1996 was the last year for the big Bronco, and while it’s technically the Bronco’s fifth generation, all those but the first were tied directly to the full-size Ford F-Series trucks. As such, there’s a big frame underneath with a choice of big engines up front. In this case, that engine is Ford’s 5.8-liter pushrod V8 and according to the video from Late Model Restoration, it’s completely stock through and through.
It looks fantastic, but apparently it hasn’t been a garage queen. Over the course of 25 years it’s racked up 212,000 miles, though we’ll assume it’s been reasonably maintained during that time.
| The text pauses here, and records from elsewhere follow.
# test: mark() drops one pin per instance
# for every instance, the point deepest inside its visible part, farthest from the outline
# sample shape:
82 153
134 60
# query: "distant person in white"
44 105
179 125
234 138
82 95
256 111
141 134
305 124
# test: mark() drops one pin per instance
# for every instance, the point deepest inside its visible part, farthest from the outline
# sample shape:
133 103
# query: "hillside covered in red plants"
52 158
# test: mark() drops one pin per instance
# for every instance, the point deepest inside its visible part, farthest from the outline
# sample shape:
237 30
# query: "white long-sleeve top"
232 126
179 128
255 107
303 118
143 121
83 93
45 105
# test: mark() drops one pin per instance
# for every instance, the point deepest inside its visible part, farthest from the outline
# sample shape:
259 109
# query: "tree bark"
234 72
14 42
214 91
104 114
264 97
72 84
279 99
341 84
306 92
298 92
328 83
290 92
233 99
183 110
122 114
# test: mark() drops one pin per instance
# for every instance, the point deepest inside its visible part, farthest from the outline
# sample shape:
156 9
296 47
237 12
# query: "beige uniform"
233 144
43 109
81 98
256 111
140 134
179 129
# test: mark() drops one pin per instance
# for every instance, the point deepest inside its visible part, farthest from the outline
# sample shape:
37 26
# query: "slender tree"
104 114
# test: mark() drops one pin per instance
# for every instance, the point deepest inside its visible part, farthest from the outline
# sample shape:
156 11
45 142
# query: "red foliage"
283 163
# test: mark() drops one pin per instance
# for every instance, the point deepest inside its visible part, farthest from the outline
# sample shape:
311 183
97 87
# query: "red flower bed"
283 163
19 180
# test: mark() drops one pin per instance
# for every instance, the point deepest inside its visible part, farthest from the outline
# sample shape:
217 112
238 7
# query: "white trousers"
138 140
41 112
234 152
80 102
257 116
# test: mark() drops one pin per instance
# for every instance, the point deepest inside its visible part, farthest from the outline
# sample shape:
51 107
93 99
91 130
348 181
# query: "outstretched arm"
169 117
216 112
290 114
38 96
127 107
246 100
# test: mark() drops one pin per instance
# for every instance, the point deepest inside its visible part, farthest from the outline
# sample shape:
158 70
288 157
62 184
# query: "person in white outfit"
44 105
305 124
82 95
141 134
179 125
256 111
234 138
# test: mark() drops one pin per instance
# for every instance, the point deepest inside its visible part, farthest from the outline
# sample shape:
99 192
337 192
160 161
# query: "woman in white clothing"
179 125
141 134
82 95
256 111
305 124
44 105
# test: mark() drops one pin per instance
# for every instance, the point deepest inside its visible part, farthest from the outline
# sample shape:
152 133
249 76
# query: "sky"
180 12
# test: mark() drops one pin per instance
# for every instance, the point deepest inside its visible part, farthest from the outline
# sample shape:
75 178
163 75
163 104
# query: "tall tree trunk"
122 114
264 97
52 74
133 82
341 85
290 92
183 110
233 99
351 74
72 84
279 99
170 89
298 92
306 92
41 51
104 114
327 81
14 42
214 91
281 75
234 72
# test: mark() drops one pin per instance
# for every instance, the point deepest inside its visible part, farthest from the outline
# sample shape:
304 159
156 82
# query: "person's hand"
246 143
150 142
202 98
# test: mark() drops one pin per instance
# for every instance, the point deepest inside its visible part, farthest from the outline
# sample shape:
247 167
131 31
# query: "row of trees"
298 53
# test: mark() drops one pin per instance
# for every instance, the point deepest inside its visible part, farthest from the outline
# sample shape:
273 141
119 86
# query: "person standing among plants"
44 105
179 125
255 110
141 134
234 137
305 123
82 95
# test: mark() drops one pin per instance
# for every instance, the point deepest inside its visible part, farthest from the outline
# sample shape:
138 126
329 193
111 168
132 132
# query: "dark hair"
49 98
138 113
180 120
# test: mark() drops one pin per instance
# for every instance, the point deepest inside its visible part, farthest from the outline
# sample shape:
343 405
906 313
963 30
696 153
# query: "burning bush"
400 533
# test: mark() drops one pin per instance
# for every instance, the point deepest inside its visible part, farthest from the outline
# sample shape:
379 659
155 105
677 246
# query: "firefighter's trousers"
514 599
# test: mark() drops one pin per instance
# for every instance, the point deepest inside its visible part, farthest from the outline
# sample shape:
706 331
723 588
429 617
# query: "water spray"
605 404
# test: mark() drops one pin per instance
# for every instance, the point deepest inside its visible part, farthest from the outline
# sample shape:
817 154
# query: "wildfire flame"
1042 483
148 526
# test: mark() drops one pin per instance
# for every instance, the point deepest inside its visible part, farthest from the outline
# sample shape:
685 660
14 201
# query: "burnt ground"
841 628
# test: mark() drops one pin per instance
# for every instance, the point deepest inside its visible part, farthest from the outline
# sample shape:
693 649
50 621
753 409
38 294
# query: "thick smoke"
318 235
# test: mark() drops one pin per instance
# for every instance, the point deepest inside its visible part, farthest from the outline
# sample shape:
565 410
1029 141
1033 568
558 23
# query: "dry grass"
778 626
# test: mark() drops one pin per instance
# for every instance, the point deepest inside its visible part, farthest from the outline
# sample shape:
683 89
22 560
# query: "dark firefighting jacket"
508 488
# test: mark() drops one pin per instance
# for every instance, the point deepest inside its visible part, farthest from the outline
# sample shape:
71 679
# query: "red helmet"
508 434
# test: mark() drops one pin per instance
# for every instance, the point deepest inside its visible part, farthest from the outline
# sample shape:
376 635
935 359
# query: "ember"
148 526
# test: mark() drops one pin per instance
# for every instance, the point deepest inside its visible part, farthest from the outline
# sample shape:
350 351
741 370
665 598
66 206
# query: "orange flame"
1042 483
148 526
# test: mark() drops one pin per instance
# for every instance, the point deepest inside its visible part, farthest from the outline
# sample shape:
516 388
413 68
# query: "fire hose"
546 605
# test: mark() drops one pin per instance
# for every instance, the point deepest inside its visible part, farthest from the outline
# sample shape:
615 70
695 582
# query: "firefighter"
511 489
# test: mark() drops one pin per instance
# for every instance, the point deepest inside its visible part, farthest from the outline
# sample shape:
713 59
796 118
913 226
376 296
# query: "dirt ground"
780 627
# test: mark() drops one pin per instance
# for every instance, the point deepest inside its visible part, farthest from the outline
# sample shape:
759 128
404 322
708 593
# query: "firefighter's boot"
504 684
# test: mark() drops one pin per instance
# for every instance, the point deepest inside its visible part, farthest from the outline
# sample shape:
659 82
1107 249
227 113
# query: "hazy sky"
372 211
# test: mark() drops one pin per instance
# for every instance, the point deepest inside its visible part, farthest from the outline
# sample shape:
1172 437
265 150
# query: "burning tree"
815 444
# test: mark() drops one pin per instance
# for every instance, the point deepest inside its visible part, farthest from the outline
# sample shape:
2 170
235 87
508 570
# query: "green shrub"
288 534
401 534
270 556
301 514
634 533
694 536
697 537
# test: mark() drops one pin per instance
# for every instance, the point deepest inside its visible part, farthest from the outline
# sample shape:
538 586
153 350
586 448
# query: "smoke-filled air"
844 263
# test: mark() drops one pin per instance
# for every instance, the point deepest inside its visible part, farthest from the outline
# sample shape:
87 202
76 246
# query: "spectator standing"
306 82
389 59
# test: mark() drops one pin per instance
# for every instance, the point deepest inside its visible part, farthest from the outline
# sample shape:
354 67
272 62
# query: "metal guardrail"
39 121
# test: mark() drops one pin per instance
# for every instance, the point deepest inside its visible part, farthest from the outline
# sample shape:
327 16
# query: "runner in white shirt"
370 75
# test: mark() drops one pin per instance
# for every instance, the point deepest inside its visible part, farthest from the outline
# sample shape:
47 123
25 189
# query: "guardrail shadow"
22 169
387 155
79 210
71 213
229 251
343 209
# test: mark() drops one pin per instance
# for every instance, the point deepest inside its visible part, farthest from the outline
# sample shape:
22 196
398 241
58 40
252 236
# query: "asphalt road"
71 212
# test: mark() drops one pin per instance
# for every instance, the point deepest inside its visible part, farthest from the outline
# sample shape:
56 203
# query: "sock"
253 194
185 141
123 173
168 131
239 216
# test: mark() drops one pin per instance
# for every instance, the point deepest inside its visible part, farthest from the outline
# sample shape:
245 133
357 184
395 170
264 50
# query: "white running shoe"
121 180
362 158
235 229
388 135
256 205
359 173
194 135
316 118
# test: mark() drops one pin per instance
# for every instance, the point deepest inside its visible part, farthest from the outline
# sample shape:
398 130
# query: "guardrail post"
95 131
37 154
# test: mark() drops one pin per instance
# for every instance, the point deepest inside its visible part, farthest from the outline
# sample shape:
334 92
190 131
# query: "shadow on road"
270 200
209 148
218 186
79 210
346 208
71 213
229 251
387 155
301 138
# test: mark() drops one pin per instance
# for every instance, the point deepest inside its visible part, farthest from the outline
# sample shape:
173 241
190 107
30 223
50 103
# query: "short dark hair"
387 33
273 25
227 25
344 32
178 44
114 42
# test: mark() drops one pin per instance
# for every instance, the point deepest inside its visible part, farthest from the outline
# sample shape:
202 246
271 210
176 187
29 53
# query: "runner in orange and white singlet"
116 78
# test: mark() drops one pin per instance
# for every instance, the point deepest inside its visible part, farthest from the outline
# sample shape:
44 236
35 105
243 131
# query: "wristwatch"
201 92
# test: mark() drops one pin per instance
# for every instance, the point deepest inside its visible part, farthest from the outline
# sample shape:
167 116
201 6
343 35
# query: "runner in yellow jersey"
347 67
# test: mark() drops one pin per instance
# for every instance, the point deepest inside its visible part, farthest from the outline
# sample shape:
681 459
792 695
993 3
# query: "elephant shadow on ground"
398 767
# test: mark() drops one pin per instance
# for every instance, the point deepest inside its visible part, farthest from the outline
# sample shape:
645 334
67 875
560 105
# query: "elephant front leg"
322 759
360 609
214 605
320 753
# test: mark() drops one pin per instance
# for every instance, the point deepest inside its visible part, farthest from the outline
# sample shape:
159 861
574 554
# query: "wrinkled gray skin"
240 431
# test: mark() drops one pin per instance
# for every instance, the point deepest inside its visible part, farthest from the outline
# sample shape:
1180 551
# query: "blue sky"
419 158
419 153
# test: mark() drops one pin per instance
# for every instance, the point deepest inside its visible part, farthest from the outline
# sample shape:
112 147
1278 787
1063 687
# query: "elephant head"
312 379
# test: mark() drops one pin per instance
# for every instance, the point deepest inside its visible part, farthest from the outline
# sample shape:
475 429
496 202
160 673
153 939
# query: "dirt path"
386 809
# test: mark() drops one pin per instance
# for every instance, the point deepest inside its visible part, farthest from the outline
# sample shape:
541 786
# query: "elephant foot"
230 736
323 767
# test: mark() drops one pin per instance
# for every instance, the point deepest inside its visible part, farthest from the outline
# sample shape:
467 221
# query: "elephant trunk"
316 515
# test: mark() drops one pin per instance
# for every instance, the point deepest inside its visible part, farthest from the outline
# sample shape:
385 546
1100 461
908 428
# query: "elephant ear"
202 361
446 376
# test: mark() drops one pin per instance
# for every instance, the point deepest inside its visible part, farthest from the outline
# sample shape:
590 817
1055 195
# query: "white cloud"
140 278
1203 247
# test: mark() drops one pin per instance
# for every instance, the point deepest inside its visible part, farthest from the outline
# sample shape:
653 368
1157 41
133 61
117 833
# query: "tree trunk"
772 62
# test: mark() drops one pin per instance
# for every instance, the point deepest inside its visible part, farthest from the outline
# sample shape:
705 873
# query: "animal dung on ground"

The old-school V8 sends power through a four-speed automatic transmission, and since it has available four-wheel drive, a transfer case is part of the horsepower journey from engine to ground. According to the video, there’s an expected driveline loss of around 18 percent between the crankshaft and the wheels. The old slushbox and transfer case really zap the power.
In stock trim, the 5.8-liter Bronco was rated at 205 horsepower (153 kilowatts) and 328 pound-feet (445 Newton-meters) of torque. Yes, it sounds pretty soft by modern standards, especially when a new Bronco puts out nearly 100 more ponies from a turbocharged 2.3-liter four-cylinder. But hey, that’s a quarter-century of technological advancement for you. In context for its time, the V8 in the old rig was just fine.
But this isn’t 1996. This is 2021 and 212,000 miles isn’t anything to sneeze at. With a single pull on the chassis dyno, the classic SUV returned 165 hp (123 kW) and 260 lb-ft (353 Newton-meters) of torque. With an ever-so-slightly higher driveline loss of 19 percent, power at the wheels lines up with the original power ratings at the crankshaft. Not too shabby for a well-used off-roader from the 1990s. Not shabby at all.